Canadian freestyle wrestler

Geneviève Morrison (September 24, 1988) is a Canadian wrestler who wrestles in the 48 kg and 51 kg weight class and has earned gold medals in international competition, including the 2015 Pan American Championships.

== Career ==
Morrison placed first at the Nordhagen Classics in 2012, 2013 and 2015. She earned two gold medals at the FISU World University Championships in 2010 and 2012. She also won a gold medal at the Dave Schultz Memorial in 2012 and bronze medals in 2013 and 2015. In 2015, Morrison won a gold medal in the 48 kg weight class at the 2015 Pan American Championships.

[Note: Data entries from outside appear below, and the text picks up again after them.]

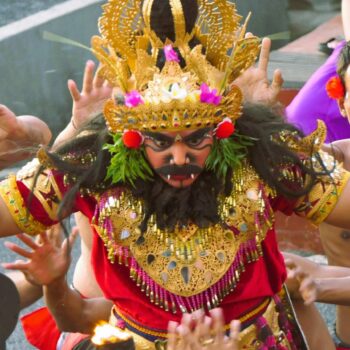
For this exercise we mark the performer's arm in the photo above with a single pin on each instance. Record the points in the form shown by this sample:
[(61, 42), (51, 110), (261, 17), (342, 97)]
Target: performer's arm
[(72, 313), (334, 290), (18, 134), (254, 82), (8, 225), (28, 292), (47, 265), (87, 103), (313, 282)]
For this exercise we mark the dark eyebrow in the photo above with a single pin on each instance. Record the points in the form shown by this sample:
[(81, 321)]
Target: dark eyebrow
[(196, 134), (160, 137)]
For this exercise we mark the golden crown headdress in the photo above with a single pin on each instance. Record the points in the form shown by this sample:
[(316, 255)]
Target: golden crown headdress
[(172, 98)]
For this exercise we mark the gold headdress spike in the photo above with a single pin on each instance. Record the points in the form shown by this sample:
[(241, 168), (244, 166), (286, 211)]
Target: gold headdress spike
[(173, 98)]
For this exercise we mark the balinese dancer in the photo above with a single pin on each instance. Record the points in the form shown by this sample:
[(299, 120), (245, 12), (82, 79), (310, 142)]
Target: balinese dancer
[(182, 185)]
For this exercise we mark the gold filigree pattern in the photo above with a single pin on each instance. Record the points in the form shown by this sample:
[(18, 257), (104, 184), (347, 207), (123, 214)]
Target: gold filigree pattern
[(46, 189), (15, 203), (190, 260), (174, 115), (128, 53), (322, 198)]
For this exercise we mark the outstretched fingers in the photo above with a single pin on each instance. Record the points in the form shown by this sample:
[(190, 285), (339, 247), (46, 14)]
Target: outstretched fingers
[(68, 243), (88, 77), (18, 265), (235, 328), (264, 54), (277, 82), (73, 89), (28, 241)]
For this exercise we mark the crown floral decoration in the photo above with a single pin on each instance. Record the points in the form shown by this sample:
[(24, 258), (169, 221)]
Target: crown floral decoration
[(335, 88), (177, 97)]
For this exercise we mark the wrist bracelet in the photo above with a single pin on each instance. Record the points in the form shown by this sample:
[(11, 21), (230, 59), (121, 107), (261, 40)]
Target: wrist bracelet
[(73, 123)]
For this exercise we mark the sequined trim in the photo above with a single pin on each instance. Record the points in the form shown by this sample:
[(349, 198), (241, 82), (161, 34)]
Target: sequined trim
[(275, 326), (322, 198), (153, 334), (15, 203)]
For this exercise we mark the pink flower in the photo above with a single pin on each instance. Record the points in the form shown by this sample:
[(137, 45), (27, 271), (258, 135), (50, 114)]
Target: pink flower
[(209, 96), (133, 99), (170, 54), (225, 129)]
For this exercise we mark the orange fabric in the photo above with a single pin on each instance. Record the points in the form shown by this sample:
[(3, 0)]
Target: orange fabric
[(72, 340), (40, 329)]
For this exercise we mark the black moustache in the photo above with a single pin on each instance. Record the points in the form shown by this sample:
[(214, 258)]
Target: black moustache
[(179, 170)]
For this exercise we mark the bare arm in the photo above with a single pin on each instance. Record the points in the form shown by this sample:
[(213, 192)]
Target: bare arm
[(334, 290), (73, 313), (28, 292), (18, 135), (340, 214), (8, 226), (346, 18), (47, 265), (316, 270), (87, 103)]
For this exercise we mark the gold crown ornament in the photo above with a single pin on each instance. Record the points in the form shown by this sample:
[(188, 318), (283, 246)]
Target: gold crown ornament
[(193, 88), (172, 98)]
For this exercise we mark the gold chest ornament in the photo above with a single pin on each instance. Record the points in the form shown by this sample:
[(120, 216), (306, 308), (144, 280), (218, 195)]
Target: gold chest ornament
[(191, 267)]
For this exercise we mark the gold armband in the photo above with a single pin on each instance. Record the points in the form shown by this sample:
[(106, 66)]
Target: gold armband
[(322, 198), (15, 203)]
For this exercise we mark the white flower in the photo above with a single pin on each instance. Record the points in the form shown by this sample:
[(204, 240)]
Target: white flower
[(175, 93)]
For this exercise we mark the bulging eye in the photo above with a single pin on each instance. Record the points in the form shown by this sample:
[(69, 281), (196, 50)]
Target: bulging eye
[(195, 141), (161, 143)]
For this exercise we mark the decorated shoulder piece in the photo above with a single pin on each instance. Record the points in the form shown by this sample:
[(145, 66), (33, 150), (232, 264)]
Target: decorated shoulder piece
[(324, 195), (46, 192), (193, 89)]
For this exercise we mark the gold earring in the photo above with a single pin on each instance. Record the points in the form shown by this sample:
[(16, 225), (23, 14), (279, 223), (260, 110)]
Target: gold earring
[(178, 138)]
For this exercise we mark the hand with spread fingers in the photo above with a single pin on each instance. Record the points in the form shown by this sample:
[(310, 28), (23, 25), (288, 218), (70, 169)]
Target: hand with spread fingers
[(254, 82), (46, 262), (20, 136), (199, 332), (300, 284), (88, 102)]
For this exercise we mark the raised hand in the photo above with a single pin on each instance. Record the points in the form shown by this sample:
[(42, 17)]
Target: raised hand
[(18, 135), (46, 262), (254, 82), (88, 102), (199, 332), (300, 284)]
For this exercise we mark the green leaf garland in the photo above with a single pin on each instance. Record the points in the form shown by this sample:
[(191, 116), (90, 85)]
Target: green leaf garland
[(126, 164), (228, 153)]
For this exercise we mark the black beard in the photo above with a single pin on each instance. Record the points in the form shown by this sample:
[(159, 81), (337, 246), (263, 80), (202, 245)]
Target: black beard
[(172, 206)]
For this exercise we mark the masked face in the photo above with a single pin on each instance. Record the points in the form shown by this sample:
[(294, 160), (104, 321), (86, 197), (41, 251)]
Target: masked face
[(179, 157)]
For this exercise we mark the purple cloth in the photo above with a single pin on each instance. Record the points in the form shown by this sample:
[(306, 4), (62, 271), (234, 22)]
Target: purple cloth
[(312, 103)]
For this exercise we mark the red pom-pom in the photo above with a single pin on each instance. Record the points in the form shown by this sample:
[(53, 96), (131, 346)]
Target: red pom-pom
[(132, 138), (335, 88), (225, 129)]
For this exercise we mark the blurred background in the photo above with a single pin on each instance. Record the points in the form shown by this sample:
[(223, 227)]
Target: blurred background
[(34, 71)]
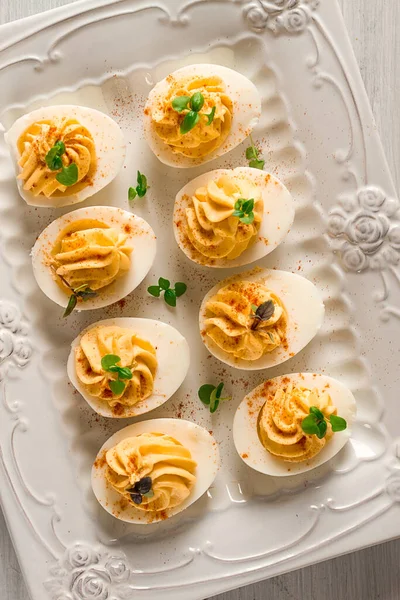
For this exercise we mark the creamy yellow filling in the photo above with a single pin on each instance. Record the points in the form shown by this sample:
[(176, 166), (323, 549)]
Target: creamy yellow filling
[(279, 424), (230, 318), (89, 252), (158, 456), (211, 228), (38, 139), (135, 353), (203, 138)]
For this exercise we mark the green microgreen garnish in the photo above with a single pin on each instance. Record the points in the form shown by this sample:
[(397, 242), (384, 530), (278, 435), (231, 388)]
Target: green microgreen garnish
[(140, 489), (141, 188), (317, 424), (253, 156), (210, 395), (109, 364), (262, 313), (68, 175), (53, 157), (191, 106), (210, 116), (84, 292), (170, 294), (244, 210)]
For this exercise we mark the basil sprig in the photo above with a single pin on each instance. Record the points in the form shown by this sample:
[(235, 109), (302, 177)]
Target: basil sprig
[(191, 106), (244, 210), (253, 156), (317, 424), (170, 294), (141, 188)]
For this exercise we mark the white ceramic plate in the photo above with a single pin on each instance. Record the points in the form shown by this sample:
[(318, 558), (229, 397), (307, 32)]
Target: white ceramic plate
[(314, 113)]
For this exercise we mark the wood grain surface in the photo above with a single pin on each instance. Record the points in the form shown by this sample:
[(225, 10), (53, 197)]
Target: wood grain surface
[(372, 574)]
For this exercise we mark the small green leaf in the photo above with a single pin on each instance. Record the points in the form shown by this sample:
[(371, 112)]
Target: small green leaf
[(132, 193), (180, 289), (205, 392), (109, 360), (164, 283), (141, 187), (154, 290), (191, 119), (124, 373), (314, 410), (180, 103), (210, 116), (117, 387), (251, 153), (309, 425), (170, 297), (248, 219), (214, 401), (197, 102), (338, 423), (257, 164), (53, 160), (53, 157), (86, 293), (322, 428), (68, 176), (71, 305)]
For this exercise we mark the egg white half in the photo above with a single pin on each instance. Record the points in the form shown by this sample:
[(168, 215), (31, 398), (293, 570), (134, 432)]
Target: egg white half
[(173, 359), (203, 448), (246, 113), (141, 238), (303, 303), (245, 434), (108, 139), (277, 219)]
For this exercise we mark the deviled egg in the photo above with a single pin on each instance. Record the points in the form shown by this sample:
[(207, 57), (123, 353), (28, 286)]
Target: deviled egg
[(198, 113), (64, 154), (153, 470), (126, 367), (260, 318), (293, 423), (229, 218), (97, 255)]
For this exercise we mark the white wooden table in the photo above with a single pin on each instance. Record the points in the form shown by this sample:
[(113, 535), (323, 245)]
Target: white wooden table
[(373, 574)]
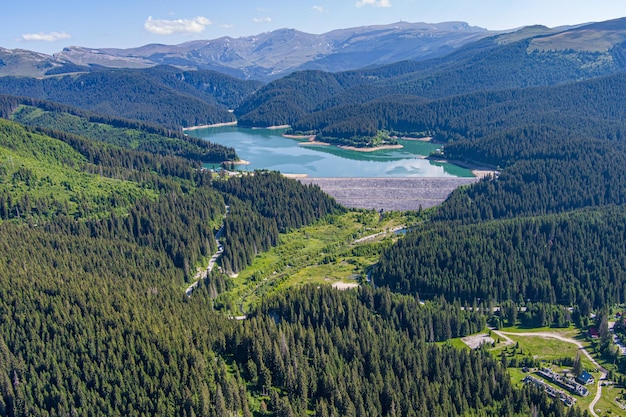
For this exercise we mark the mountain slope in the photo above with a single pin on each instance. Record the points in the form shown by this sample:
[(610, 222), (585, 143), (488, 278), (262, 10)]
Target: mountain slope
[(274, 54), (160, 95), (499, 62)]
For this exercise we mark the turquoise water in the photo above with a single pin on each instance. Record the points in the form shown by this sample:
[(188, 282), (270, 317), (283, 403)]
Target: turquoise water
[(267, 149)]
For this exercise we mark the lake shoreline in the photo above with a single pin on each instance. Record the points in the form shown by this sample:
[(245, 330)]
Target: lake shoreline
[(310, 141), (210, 126)]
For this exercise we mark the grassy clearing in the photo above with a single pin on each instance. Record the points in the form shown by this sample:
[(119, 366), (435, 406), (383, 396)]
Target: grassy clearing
[(48, 169), (333, 250)]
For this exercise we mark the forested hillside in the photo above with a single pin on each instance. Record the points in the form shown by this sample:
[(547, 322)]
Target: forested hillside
[(107, 216), (99, 238), (502, 62), (160, 95)]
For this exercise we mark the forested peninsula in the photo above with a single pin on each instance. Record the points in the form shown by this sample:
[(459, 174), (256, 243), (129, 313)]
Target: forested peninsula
[(108, 212)]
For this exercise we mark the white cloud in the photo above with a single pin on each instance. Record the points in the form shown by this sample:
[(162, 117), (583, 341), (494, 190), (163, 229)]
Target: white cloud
[(46, 37), (375, 3), (169, 27)]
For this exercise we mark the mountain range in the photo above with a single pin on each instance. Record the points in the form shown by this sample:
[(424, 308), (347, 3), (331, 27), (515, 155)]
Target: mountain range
[(265, 56)]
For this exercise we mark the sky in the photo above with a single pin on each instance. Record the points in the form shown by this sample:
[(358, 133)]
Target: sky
[(50, 25)]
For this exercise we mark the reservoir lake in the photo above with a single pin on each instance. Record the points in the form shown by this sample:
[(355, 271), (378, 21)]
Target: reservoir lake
[(268, 149)]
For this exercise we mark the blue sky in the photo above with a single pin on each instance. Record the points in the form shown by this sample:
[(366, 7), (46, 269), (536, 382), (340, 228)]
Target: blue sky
[(49, 25)]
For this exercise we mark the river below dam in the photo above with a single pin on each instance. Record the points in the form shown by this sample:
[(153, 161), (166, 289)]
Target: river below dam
[(268, 149)]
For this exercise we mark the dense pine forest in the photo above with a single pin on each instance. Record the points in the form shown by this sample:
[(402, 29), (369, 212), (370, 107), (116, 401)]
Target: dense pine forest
[(99, 240), (107, 215)]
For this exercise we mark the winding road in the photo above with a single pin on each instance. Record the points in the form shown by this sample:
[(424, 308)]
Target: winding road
[(603, 372), (203, 273)]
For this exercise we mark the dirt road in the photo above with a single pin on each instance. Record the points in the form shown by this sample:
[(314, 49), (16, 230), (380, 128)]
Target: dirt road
[(558, 336)]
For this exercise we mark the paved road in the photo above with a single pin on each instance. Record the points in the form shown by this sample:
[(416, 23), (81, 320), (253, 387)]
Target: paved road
[(558, 336)]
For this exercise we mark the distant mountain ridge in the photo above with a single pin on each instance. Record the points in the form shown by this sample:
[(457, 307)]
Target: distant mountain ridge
[(273, 54)]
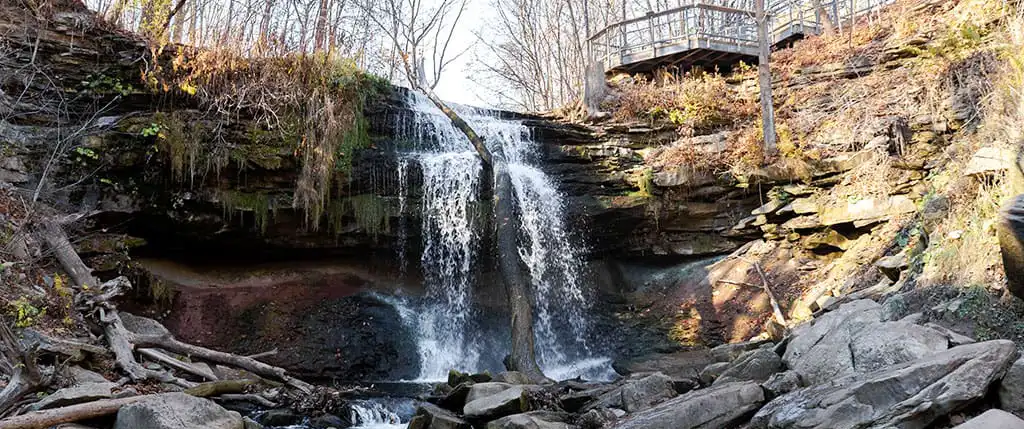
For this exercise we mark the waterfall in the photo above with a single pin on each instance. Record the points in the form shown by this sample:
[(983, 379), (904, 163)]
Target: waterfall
[(372, 415), (451, 230)]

Morrison competed at the 2024 Pan American Wrestling Olympic Qualification Tournament held in Acapulco, Mexico hoping to qualify for the 2024 Summer Olympics in Paris, France. She was eliminated in her second match by Yusneylys Guzmán of Cuba. Morrison also competed at the 2024 World Wrestling Olympic Qualification Tournament held in Istanbul, Turkey without qualifying for the Olympics.

She trains at the Dinos Wrestling Club in Calgary, Alberta.